In short, having "a soul" or "a self" has nothing to do with karma, while having a self-image or an identity has everything to do with karma.

The mechanism of rebirth and karma has nothing to do with something "like a spirit or a essence or anything" moving from life to life. Look at a wave in the ocean. It only appears that something is moving through the water. But a boat or a duck on the surface merely goes up and down as the wave passes by, the wave does not move the boat or duck horizontally because the water is not moving horizontally, even though it appears that something is moving horizontally. That is like karma. Each life is like an up and down motion, but over lifetimes there is a horizontal appearance of movement without any "thing" or "essence" actually moving from life to life. The wave is the appearance of an essence moving from life to life, but it is only the dynamics that are "transferred" not a "thing."

The wave dynamics appear in life to life because it is the ocean that is appearing in life to life, the wave dynamics are only an appearance of identity and are not separate from the ocean. There is no identity actually "moving," and no identity existing individually or separate from the ocean. This is why the Diamond Cutter Sutra says though there is the appearance of a living being, and the Bodhisattvas liberate countless living beings, in reality, no living being is liberated.
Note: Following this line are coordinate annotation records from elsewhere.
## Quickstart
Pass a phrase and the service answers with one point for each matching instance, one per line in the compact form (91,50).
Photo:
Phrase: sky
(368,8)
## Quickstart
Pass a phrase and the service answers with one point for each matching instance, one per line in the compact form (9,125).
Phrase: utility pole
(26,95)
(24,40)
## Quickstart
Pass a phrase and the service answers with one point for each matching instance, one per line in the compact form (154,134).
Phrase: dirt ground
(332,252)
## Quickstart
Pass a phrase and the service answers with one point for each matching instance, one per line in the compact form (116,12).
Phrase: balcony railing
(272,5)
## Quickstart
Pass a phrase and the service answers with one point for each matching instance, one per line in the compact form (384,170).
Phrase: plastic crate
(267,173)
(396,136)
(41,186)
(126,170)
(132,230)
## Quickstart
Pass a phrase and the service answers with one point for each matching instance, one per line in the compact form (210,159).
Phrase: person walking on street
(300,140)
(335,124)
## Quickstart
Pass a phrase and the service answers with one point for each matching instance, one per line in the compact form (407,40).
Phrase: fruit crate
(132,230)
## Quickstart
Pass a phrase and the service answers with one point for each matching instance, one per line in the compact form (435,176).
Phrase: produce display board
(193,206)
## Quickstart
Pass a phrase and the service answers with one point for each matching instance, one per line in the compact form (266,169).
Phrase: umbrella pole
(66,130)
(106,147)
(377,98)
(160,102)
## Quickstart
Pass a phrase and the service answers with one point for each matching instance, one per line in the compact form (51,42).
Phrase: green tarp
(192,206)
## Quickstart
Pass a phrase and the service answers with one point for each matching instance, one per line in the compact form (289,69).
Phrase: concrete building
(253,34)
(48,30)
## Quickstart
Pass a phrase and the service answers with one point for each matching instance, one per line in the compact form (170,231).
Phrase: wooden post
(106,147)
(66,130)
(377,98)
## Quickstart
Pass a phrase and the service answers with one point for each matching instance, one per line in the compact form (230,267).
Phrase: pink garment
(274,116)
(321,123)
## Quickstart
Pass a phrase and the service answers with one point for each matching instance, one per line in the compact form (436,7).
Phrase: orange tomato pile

This is the simplest that I can make it.

People do have past life memories, and that does not mean that consciousness as a thing is transferred, only that the memory arises and falls in the continuum of time and space through the associations of identity. Many people are fooled into thinking because they have a memory of a past life that they "were" that person in the past life. It is not that simple.

In wave dynamics we can observe what are called interference patterns when waves cross each other. This can occur in karmic transmission of identity-waves so that several people can have similar cross-reference points. This is why certain powerful identities seem to resonate with many people who connect to past life memories. It is not always a wish fulfillment, because part of what makes a powerful identity pattern is the way that the karmic-waves have come together in focused conjunction in a wave formation that creates a big-wave identity-formation. When that identity "dies" the wave formations can divide again just as waves in water separate after they have moved through each other in the wave interference pattern.

In my experience, appreciating the wave dynamics of water and light (electromagnetic fields) are the best way to begin to understand how the dynamics of karma function.